Canberra all time record two consecutive days of frost in November

On 4th & 5th November 2013 – you read it first here. Previous two consecutive subzero days were in 1939.

I have tried searching this in Google but nothing turns up. So I am wondering if the Bureau of Meteorology has said anything.
Would we have heard if it had been a two consecutive hottest days record ?
I think so.
For my money – crystal clear evidence of bias in the BoM.

3 thoughts on “Canberra all time record two consecutive days of frost in November”

  1. Perhaps Warwick you should write to David Jones & ask his thought on the frosts.

    After all we as taxpayers pay his wages.

    (not the non-flagging/disclosure of something that may appear to be a real inconvenient truth).

  2. Now that November is past, the suspicions regarding the BOM’s method for calculating mean anomalies continues. I’m deeply sceptical about November having been a substantially above average month. This is reinforced by the absolutely ludicrous chart of the ACT vs the rest of NSW. Of course, some may recall that things were a little bit chilly in Canberra at the start of the month. Seems the ACT was in some kind of time warp, when compared with the surrounding countryside.
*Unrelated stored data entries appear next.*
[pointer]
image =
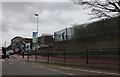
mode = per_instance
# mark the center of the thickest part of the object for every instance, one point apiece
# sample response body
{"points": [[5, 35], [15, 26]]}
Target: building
{"points": [[16, 43]]}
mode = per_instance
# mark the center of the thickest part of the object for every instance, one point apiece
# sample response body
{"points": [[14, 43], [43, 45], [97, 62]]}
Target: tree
{"points": [[100, 8]]}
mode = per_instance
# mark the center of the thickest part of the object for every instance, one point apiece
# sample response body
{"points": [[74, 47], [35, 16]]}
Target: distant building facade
{"points": [[45, 40]]}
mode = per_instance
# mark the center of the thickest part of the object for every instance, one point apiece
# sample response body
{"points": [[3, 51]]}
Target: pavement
{"points": [[91, 66], [19, 66]]}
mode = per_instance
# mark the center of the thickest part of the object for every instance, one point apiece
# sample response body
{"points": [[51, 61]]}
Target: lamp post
{"points": [[36, 39]]}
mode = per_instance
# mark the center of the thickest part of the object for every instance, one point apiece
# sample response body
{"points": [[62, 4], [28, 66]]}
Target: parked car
{"points": [[11, 52]]}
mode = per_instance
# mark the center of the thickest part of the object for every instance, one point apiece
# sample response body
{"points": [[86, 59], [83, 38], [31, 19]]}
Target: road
{"points": [[17, 67]]}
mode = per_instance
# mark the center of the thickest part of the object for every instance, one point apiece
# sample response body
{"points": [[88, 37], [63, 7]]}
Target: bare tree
{"points": [[100, 8]]}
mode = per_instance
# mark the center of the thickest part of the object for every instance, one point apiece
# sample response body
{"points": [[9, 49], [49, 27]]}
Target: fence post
{"points": [[28, 56], [64, 56], [87, 56], [48, 55]]}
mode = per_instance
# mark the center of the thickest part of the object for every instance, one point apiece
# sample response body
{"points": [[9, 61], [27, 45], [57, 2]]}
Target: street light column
{"points": [[37, 37]]}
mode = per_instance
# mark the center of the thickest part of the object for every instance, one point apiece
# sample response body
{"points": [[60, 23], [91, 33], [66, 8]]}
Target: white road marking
{"points": [[57, 70], [84, 70]]}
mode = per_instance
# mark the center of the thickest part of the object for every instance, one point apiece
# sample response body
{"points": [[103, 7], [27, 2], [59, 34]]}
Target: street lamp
{"points": [[37, 37]]}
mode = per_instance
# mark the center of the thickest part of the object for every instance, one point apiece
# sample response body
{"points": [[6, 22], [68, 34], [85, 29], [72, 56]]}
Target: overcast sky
{"points": [[18, 18]]}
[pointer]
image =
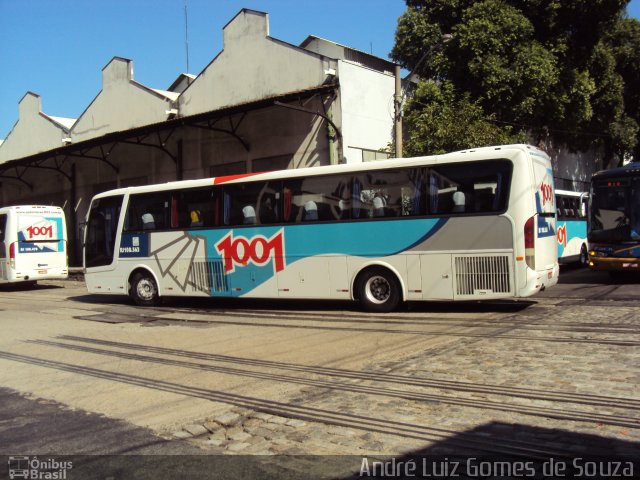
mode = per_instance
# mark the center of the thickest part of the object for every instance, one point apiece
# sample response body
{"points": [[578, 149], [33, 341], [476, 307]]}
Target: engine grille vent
{"points": [[209, 277], [481, 275]]}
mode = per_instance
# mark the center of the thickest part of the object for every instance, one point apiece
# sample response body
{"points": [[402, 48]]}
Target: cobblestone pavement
{"points": [[554, 378]]}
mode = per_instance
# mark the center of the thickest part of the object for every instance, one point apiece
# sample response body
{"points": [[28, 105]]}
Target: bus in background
{"points": [[571, 208], [614, 220], [33, 244], [469, 225]]}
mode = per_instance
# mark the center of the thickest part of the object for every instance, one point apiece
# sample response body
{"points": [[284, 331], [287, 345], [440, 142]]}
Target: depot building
{"points": [[261, 104]]}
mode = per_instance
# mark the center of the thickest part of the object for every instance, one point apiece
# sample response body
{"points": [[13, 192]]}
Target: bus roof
{"points": [[569, 193], [627, 170], [482, 153], [32, 209]]}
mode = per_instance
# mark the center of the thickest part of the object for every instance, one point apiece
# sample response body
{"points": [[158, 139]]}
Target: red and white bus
{"points": [[469, 225]]}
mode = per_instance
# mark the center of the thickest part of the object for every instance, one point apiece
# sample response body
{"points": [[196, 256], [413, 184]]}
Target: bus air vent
{"points": [[209, 277], [482, 275]]}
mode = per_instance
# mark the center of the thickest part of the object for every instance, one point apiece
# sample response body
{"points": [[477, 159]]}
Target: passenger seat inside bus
{"points": [[148, 222], [458, 202], [249, 214], [310, 211]]}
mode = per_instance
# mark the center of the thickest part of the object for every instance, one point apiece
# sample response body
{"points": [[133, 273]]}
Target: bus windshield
{"points": [[613, 218]]}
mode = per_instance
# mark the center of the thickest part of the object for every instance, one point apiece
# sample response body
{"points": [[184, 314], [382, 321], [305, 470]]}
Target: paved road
{"points": [[553, 375]]}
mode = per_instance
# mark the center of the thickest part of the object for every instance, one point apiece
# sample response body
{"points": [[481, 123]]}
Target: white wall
{"points": [[252, 66], [121, 105], [33, 133], [367, 109]]}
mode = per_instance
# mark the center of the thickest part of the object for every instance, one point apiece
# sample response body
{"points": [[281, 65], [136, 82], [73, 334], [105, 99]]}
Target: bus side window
{"points": [[149, 212], [3, 228]]}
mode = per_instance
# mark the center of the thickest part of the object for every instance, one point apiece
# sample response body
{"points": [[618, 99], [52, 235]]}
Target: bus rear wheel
{"points": [[378, 290], [144, 290], [584, 255]]}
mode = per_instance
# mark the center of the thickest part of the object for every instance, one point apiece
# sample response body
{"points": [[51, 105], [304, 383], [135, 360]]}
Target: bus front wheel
{"points": [[378, 290], [144, 290]]}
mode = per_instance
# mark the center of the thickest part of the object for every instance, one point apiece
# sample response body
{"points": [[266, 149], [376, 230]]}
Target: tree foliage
{"points": [[568, 68]]}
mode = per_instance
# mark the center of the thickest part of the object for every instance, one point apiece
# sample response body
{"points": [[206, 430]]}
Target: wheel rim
{"points": [[584, 257], [377, 289], [146, 289]]}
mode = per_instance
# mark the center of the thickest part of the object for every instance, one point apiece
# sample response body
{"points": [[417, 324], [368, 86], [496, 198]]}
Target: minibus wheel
{"points": [[378, 290], [144, 290]]}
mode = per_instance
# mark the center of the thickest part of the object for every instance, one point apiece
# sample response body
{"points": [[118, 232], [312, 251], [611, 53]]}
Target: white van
{"points": [[33, 244]]}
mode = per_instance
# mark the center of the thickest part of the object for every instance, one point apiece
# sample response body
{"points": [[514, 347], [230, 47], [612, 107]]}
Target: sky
{"points": [[58, 48]]}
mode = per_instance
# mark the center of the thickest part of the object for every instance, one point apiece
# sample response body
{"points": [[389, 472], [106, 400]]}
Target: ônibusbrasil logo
{"points": [[35, 468]]}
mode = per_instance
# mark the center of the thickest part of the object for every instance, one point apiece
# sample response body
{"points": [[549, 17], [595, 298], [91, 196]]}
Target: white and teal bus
{"points": [[33, 244], [571, 208], [469, 225]]}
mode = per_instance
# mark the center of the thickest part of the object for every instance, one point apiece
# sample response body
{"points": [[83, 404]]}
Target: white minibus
{"points": [[33, 244]]}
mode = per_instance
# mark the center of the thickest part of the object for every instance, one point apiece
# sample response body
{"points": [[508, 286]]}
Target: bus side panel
{"points": [[572, 234], [40, 250], [546, 249]]}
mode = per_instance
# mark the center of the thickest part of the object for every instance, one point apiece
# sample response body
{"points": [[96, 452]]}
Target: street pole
{"points": [[397, 100]]}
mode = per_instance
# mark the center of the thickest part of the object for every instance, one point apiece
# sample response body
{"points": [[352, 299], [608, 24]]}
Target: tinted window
{"points": [[195, 208], [388, 193], [101, 231], [3, 228], [316, 198], [462, 188], [149, 211]]}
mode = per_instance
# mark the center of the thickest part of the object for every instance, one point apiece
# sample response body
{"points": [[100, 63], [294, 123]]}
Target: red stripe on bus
{"points": [[228, 178]]}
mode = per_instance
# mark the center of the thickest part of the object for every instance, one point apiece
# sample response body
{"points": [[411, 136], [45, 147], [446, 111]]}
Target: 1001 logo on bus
{"points": [[547, 193], [562, 235], [258, 250], [40, 231]]}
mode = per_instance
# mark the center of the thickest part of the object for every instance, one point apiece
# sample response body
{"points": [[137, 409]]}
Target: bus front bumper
{"points": [[615, 264]]}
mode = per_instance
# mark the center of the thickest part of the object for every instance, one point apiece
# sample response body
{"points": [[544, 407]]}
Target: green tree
{"points": [[516, 66]]}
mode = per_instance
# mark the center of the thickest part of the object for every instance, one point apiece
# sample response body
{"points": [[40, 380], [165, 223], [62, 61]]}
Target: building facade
{"points": [[261, 104]]}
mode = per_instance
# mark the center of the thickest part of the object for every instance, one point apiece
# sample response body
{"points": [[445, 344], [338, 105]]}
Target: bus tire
{"points": [[378, 290], [584, 255], [144, 290]]}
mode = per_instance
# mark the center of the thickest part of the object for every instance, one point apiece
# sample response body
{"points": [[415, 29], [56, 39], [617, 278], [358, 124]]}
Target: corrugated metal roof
{"points": [[65, 122]]}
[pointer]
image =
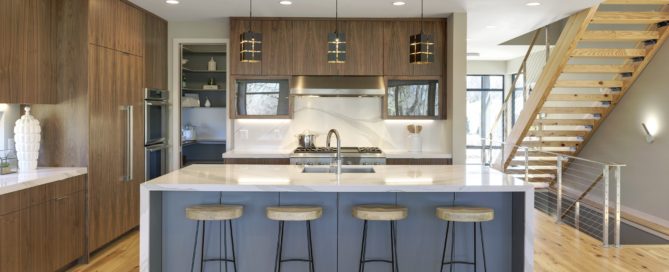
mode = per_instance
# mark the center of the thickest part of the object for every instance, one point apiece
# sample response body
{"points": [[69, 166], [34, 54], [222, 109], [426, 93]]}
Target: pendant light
{"points": [[336, 41], [421, 46], [250, 42]]}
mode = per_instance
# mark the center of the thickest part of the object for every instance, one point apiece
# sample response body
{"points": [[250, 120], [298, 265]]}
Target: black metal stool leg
{"points": [[443, 253], [452, 248], [311, 252], [279, 248], [475, 268], [204, 225], [232, 242], [192, 261], [361, 267], [485, 268]]}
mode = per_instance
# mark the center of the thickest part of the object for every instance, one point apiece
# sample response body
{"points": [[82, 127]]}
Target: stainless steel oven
{"points": [[155, 160], [155, 116]]}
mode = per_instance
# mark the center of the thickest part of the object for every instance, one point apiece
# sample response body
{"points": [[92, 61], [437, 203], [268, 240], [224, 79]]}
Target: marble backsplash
{"points": [[358, 120]]}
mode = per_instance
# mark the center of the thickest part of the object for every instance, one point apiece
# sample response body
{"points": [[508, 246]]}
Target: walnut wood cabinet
{"points": [[117, 25], [27, 60], [42, 228]]}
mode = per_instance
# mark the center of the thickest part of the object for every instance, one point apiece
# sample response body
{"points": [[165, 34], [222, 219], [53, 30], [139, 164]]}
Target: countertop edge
{"points": [[42, 177]]}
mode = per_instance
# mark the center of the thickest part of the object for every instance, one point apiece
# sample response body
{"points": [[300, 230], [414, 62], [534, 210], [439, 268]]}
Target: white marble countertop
{"points": [[277, 178], [403, 154], [233, 154], [43, 175]]}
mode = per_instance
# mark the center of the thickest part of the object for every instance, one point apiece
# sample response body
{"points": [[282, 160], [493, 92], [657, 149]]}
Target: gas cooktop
{"points": [[373, 150]]}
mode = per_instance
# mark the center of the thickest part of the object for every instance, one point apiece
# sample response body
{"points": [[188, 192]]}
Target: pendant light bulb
{"points": [[336, 41], [421, 45], [250, 43]]}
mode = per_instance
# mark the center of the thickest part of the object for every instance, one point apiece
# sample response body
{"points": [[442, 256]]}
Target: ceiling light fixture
{"points": [[250, 42], [336, 41], [421, 46]]}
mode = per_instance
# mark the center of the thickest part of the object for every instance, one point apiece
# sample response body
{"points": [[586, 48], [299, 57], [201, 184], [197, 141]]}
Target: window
{"points": [[485, 95], [262, 97], [413, 98]]}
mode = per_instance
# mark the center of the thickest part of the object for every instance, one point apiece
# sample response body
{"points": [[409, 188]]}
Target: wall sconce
{"points": [[649, 136]]}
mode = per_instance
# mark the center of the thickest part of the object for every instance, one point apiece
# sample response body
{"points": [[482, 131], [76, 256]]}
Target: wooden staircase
{"points": [[600, 54]]}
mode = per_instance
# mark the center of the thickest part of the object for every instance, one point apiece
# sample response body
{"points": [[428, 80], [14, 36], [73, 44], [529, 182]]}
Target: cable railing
{"points": [[580, 192], [522, 84]]}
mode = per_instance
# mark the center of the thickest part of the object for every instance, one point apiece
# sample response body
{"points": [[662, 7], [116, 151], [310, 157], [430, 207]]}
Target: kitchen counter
{"points": [[164, 230], [42, 175]]}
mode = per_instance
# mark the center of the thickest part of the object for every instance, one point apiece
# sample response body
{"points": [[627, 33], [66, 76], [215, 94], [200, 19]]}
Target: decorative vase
{"points": [[27, 135]]}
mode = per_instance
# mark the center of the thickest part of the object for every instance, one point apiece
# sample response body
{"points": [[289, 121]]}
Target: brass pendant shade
{"points": [[250, 43], [250, 47], [421, 47], [336, 47]]}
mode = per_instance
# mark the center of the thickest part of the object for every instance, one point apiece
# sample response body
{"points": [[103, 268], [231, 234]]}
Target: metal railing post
{"points": [[605, 213], [527, 164], [558, 218], [616, 230]]}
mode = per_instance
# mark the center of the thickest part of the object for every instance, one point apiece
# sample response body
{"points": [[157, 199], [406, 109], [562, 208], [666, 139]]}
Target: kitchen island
{"points": [[166, 236]]}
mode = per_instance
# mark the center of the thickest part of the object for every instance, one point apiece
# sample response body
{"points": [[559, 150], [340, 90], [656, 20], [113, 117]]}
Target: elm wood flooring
{"points": [[557, 248]]}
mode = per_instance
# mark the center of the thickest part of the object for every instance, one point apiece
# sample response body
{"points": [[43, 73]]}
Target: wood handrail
{"points": [[574, 29]]}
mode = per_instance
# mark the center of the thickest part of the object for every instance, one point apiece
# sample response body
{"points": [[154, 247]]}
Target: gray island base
{"points": [[167, 237]]}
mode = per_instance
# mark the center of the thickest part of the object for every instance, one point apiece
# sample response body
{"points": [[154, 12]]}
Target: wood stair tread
{"points": [[564, 122], [607, 53], [589, 84], [574, 110], [557, 133], [619, 17], [619, 35], [580, 97], [607, 68]]}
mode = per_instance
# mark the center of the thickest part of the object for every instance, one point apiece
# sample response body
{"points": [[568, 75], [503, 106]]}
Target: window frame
{"points": [[233, 98]]}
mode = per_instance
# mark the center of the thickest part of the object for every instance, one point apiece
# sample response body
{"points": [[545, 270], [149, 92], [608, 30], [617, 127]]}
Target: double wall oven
{"points": [[156, 104]]}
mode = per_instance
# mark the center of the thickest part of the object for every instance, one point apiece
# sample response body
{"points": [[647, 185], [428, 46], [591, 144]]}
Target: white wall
{"points": [[645, 179]]}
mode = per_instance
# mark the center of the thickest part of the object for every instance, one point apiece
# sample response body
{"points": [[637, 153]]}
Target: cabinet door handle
{"points": [[129, 158]]}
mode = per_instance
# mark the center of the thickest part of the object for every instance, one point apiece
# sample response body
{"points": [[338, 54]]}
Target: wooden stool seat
{"points": [[214, 212], [465, 214], [294, 213], [380, 212]]}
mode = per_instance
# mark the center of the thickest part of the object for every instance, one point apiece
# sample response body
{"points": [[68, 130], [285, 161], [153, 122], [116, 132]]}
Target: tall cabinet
{"points": [[108, 52]]}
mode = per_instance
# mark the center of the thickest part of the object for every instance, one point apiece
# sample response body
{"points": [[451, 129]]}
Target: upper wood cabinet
{"points": [[116, 25], [364, 43], [28, 56], [310, 40], [155, 52]]}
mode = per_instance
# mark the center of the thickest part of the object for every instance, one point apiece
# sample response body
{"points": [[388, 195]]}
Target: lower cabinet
{"points": [[45, 234]]}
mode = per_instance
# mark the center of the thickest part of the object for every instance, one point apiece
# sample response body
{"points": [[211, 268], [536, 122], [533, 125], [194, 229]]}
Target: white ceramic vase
{"points": [[27, 135]]}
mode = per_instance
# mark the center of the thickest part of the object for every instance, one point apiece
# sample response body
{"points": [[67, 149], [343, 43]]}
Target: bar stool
{"points": [[214, 212], [475, 215], [390, 213], [293, 213]]}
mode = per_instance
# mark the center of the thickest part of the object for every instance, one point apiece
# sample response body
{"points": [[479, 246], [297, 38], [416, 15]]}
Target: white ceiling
{"points": [[511, 17]]}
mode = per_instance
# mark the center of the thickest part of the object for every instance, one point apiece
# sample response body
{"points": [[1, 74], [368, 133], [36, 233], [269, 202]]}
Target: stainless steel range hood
{"points": [[338, 86]]}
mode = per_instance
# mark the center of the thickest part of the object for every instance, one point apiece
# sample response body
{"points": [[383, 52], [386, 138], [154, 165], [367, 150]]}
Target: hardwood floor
{"points": [[557, 248]]}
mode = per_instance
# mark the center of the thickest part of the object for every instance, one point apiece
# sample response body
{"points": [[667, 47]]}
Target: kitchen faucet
{"points": [[327, 142]]}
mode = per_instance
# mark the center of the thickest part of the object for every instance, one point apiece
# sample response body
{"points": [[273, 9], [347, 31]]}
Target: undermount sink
{"points": [[334, 170]]}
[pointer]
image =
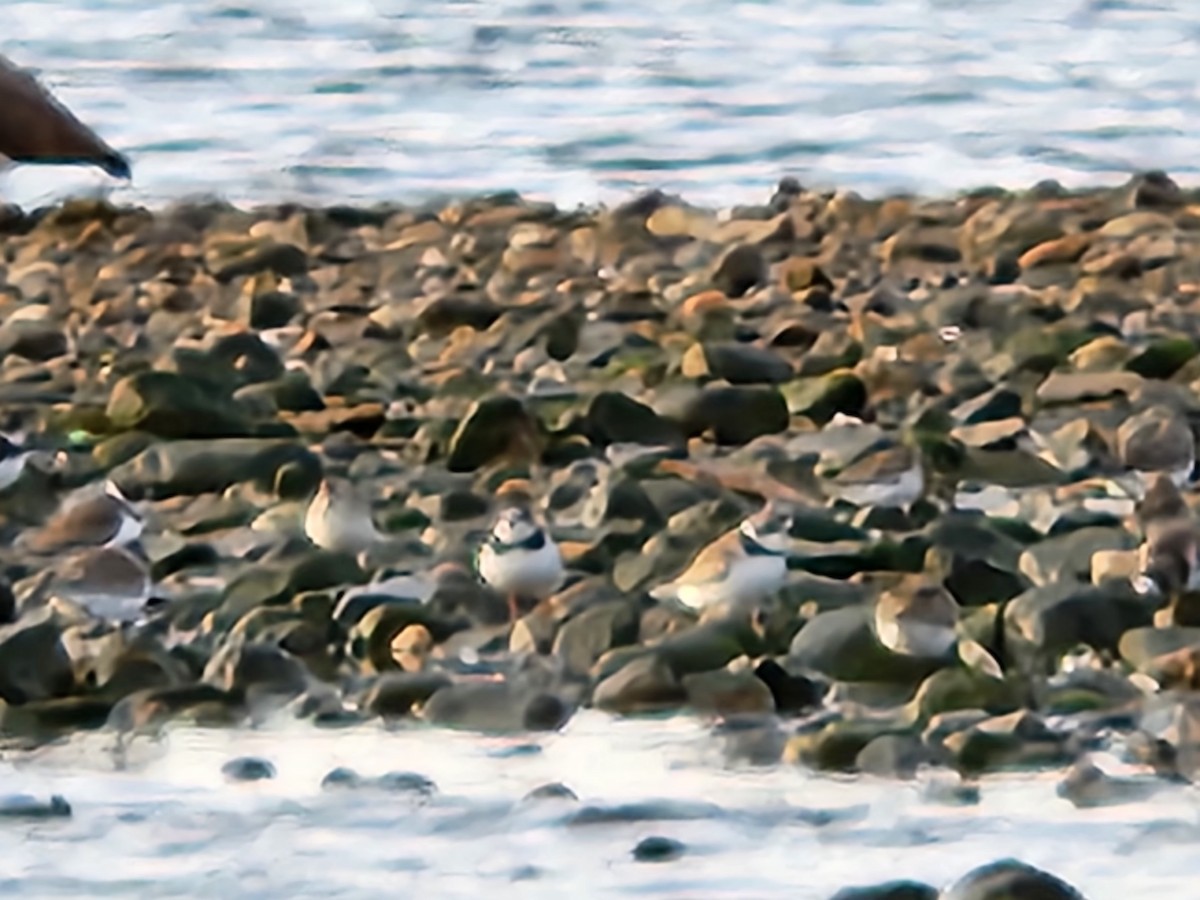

Just for giggles, take a look at this:

    www.bom.gov.au/jsp/awap/temp/index.jsp?colour=colour&time=latest&map=meananom&period=month&step=0&area=ns

  3. The BoM mean T timeseries are generated from their fairly new ACORN-SAT dataset described here – and you can make time series here. IMHO the ACORN data is non-climatic to the extent that much of the older data has been adjusted cooler.
    Reminds me of the old saying re the USSR – “the future is known, it is the past that keeps changing”

    When the BoM quotes daily T records for all Australia – or the various States – I have no idea where they keep those data. A daily all Australian time series has never been published that I know of. They started quoting those all Australian records about a year ago when daily records from I think 1972 were broken.

    The 6th, 7th & 8th of this month saw some nippy nights across much of NSW including a few shorter term records.
    On 6 Dec 2013 Cobar MO (1962-2013) had a record min of 8.1 which was a degree below the previous coldest daily min in 1983. However Cobar Airport read 7.4 on the 6th which did not beat the 7.2 on 7 Dec 2002.
    Cobar Post Office however read 4.4 in 1934.
    Walgett Airport min on the 7 Dec equalled the record of 6.9 on 28 Dec 1993.
    Narrabri Airport read mins of 7.5 and 6.9 on 6th & 7th Dec which broke the previous record of 10.3 deg set 27 Dec 2006.